■ Unravelling Tesauro's world champion backgammon player mystery

The first major achievement of artificial intelligence against humans — before chess playing Deep Blue beat Kasparov — was Gerald Tesauro's TD-Gammon back in the early 90s. Tesauro, an IBM researcher combined Reinforcement Learning (RL) with Artificial Neural Networks (ANN) into an AI program that learned how to play backgammon "itself" through unsupervised self-play. TD-Gammon reached world champion performance level in 1995 (narrowly beaten at the time).

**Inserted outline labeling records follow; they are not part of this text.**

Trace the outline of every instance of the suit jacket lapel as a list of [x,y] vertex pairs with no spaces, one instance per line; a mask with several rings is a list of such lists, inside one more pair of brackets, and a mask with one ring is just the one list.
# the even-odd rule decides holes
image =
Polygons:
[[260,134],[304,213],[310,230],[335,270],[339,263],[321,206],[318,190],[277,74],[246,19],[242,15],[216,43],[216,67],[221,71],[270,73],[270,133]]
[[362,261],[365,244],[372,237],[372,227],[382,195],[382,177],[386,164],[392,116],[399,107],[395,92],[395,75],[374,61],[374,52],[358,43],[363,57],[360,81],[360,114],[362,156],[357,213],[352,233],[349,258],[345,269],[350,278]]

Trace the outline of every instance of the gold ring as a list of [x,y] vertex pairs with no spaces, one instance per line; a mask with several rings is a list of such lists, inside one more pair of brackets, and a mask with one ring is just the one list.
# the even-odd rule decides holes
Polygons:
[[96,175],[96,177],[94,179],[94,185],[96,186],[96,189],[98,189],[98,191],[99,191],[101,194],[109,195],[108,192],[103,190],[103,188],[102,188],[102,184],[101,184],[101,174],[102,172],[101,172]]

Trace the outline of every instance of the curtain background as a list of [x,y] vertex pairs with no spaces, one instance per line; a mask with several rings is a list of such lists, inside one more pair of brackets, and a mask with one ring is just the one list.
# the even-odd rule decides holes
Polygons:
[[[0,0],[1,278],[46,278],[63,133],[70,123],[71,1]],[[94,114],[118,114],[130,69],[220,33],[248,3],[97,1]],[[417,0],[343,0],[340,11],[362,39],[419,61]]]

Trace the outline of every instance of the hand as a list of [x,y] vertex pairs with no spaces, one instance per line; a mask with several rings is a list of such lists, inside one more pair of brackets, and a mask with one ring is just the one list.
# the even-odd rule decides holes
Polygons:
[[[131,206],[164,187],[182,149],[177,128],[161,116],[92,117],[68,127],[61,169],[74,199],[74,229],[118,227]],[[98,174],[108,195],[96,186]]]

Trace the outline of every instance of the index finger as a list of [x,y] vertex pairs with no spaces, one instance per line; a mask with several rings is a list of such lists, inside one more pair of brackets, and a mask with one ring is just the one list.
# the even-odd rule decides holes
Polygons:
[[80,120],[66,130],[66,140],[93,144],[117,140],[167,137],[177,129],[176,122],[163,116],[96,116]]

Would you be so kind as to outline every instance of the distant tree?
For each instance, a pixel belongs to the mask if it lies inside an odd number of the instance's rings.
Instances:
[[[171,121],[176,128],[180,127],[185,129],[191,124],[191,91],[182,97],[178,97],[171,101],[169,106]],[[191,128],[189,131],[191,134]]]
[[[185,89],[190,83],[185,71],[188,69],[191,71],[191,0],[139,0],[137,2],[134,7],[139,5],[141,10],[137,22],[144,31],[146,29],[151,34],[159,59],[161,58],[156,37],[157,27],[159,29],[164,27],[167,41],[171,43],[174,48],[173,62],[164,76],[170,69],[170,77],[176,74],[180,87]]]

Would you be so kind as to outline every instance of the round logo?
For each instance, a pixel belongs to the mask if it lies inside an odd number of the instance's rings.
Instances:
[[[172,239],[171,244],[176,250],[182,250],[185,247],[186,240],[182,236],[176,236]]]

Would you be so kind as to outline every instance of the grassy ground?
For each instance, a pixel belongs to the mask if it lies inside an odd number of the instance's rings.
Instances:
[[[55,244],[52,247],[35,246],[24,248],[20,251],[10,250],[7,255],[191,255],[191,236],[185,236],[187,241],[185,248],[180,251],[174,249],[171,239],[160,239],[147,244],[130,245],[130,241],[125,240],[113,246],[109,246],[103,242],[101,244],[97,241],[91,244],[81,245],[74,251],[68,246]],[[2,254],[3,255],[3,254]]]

I frequently came across citations of TD-Gammon in all AI books I read, but lacking any substantial information that would allow one to understand how Tesauro did it. Tesauro himself was very thin on details. Apparently he used Temporal Difference (the TD part) learning, and a weirdly configured neural net to learn the utility (or value) function of each backgammon board state. But there are so many question marks, at every turn of the implementation, in terms of mapping the backgammon play as reinforcement learning and approximating the value function through an ANN. Can the feat be reproduced? Now there's a challenge!

I found some python code on gihub that claims to reproduce TDGammon using TensorFlow, but nothing wrong with reinventing the wheel for personal edification

The game of backgammon and reinforcement learning AI agents

If you've never heard of backgammon then you haven't worked for the Greek fire department <g> It is a very old game with simple rules combining strategy with luck. The idea with reinforcement learning (RL) is to let the program (agent) figure out which moves are good and which are bad, trying out things at random (within the legal game moves), and offered a reward for winning, and a penalty for losing. RL algorithms then work out backwards assigning the ultimate game payoff to the actual moves the computer played, estimating the utility of each state-action pair.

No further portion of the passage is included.